Since it’s on PS4, the Dualshock 4 motion controller can be used, though that is far trickier than the standard buttons. It takes a short bit of time to get used to the controls, but then there is relatively smooth sailing.

Enjoyment ultimately comes down to whether or not you favour the repetition. If you turn into a wall or fall into a pit, you’re sent back to a relatively recent checkpoint, but even when you lose so many lives and redo the level (each run a few minutes long), it doesn’t matter because it’s all the same. If you are seeking satisfaction in the end, it likely won’t come.

Throbbing techno music hammers home two points: you are running really fast, and the game is so particularly repetitive that it doesn’t want you to think too much. As you progress through each level, the tiniest of tweaks are made, but never do you feel like you are playing anything different. For instance, at one point you bust through a wall and run through a cylinder (reminds of Sonic the Hedgehog), dodging randomly placed barriers while collecting arbitrary coins – err, ‘data packets.’

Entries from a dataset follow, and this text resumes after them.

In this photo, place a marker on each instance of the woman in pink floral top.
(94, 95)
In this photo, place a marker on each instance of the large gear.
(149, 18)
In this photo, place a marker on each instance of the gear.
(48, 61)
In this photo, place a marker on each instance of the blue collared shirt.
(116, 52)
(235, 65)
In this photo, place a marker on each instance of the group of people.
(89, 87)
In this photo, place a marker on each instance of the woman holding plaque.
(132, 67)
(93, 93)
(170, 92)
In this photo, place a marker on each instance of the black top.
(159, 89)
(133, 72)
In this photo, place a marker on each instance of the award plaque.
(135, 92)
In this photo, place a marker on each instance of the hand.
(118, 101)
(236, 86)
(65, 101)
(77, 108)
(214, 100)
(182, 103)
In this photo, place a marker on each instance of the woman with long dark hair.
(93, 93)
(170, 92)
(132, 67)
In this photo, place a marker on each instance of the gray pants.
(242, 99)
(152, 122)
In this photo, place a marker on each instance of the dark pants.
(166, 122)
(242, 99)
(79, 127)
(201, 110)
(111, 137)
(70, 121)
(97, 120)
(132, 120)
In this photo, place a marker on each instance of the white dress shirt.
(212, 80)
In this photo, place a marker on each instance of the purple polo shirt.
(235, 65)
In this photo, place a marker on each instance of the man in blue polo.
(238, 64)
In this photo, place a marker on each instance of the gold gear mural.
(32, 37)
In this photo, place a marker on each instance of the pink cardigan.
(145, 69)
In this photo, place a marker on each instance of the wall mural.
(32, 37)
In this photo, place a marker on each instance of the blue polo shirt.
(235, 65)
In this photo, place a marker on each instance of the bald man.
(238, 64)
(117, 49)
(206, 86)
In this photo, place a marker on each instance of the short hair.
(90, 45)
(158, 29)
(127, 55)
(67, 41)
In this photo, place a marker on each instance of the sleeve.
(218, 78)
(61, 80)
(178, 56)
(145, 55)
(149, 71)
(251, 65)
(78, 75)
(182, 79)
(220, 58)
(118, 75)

Thankfully, Infinity Runner does eventualy end. It’s definitely not about the destination, but it’s also not really about the journey either. It’s just about being distracted.

This review is based on the PS4 version of the game, which was provided to us for review purposes.

Middling

Infinity Runner, for better and worse, is a standard, uneventful running game made for a console instead of a mobile device. It’s repetitive, simplistic, and meandering – but that may just be the diversion you’re seeking.